Einer Idee des geistlichen Leiters dieser Reise, Msgr. Mag. Herbert Döller, entsprechend hatte Mag. Johann Kern wiederum die Planung und Reiseleitung unternommen.
Über Znaim ging es direkt zum ersten Ziel in die mährische Hauptstadt Brno/Brünn. Unterwegs präsentierte der Reiseleiter eine Übersicht über die extrem wechselvolle Geschichte unseres nördlichen Nachbarlandes, wobei er immer wieder auch auf die zahlreichen Wechselbeziehungen zu Österreich hinwies.
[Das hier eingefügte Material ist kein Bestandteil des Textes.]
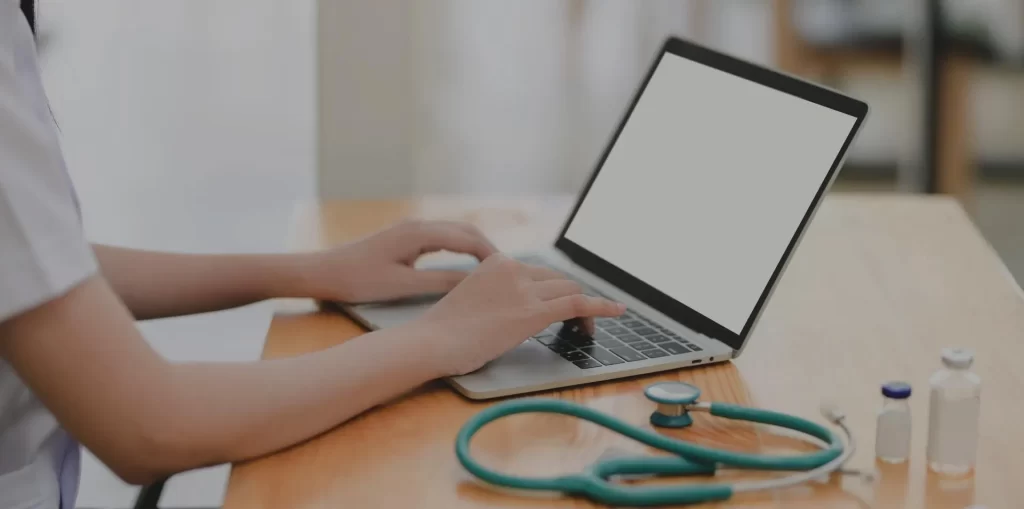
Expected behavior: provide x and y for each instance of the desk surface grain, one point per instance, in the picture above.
(880, 285)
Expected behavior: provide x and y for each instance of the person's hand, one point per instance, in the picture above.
(500, 305)
(381, 266)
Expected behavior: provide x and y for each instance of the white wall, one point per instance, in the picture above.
(519, 96)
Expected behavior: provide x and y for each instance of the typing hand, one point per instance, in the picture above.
(497, 307)
(381, 266)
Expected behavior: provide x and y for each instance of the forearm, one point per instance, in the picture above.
(147, 418)
(227, 413)
(156, 285)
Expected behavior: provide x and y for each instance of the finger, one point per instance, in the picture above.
(431, 282)
(475, 231)
(441, 237)
(580, 305)
(553, 289)
(543, 273)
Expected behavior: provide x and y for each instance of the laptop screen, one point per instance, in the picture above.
(707, 184)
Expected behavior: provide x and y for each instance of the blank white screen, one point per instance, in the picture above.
(707, 184)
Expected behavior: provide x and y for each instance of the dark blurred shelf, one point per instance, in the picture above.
(893, 43)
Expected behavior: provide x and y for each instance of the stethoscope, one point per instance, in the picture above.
(675, 401)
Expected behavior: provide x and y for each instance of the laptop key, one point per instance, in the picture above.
(608, 343)
(587, 364)
(560, 347)
(628, 354)
(582, 341)
(630, 338)
(642, 345)
(675, 348)
(573, 355)
(604, 356)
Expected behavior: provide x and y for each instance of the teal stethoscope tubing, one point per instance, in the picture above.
(690, 460)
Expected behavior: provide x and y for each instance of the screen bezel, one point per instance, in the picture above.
(648, 294)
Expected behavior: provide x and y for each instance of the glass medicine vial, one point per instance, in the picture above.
(953, 412)
(892, 432)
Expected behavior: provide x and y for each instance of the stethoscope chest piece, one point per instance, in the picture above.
(672, 398)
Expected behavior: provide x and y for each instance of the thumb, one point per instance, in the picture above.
(427, 281)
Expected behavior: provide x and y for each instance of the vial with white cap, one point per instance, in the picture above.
(953, 411)
(892, 432)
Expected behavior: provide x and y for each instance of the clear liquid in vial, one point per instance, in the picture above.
(952, 426)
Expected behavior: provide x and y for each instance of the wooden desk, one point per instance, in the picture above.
(879, 286)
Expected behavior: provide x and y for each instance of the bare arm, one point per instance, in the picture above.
(155, 285)
(146, 418)
(381, 266)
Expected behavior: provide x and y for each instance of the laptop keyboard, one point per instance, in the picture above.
(629, 338)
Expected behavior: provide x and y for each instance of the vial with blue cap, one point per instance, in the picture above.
(892, 433)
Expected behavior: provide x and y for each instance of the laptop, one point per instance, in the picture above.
(689, 218)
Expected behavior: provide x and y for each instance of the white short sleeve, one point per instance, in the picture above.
(43, 252)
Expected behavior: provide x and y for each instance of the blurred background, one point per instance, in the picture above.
(198, 125)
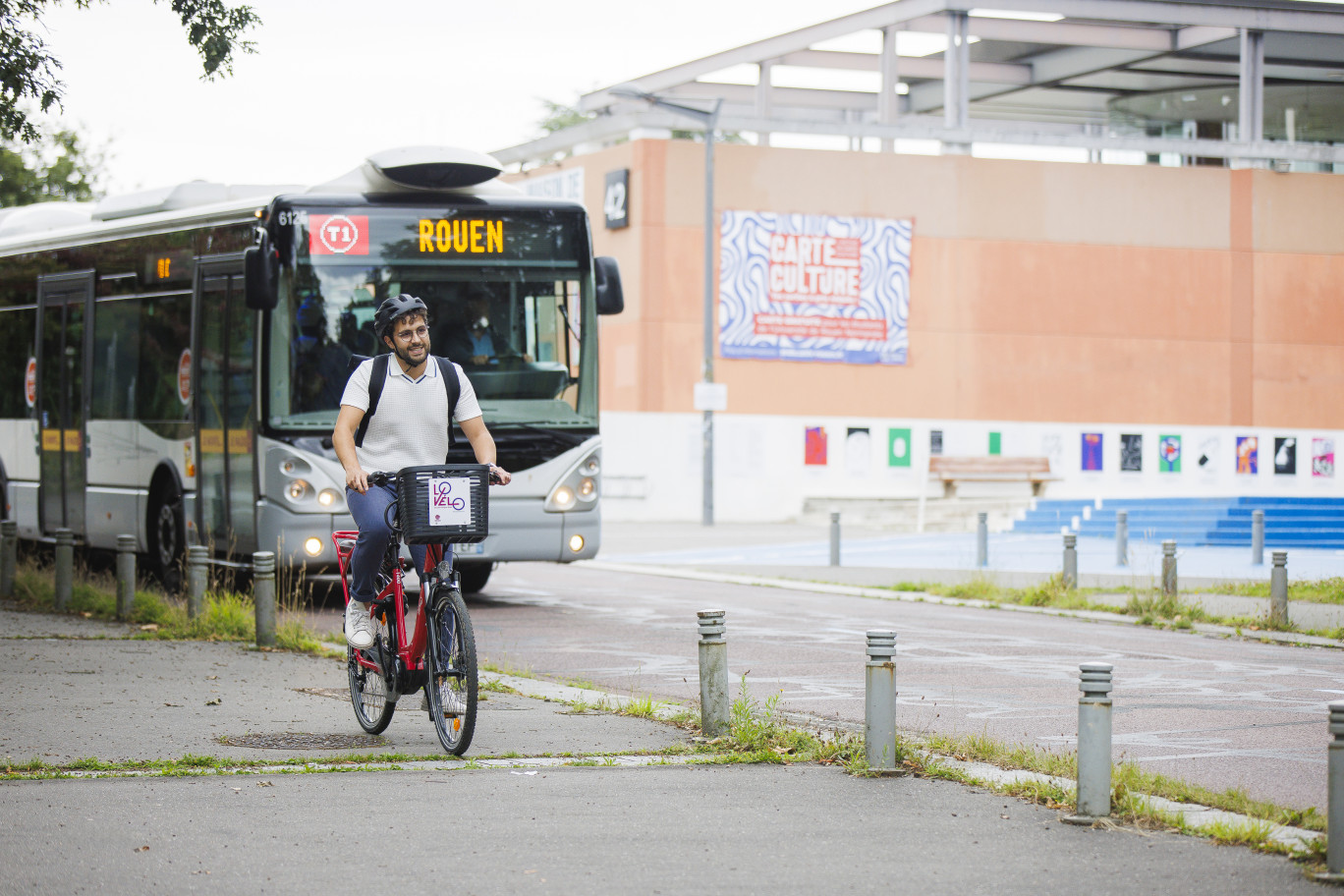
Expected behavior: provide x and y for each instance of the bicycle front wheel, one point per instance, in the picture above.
(450, 666)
In Brno erfolgte die erste Begegnung mit dem Künstler Dr. Karel Rechlík, der in Waidhofen an der Ybbs kein Unbekannter ist, hat er doch an die Neugestaltung des Altarraumes in der Stadtpfarrkirche geplant und das Fastentuch geschaffen. Gemeinsam mit ihm wurde das dem ehemaligen Abt des Altbrünner Augustinerklosters Gregor Mendel, dem Begründer der Vererbungslehre, gewidmete Museum in den Räumen der Abtei besucht. Eindrucksvoll war auch die anschließende Führung in der Altbrünner Pfarr- und Klosterkirche mit Werken von Karel Rechlik.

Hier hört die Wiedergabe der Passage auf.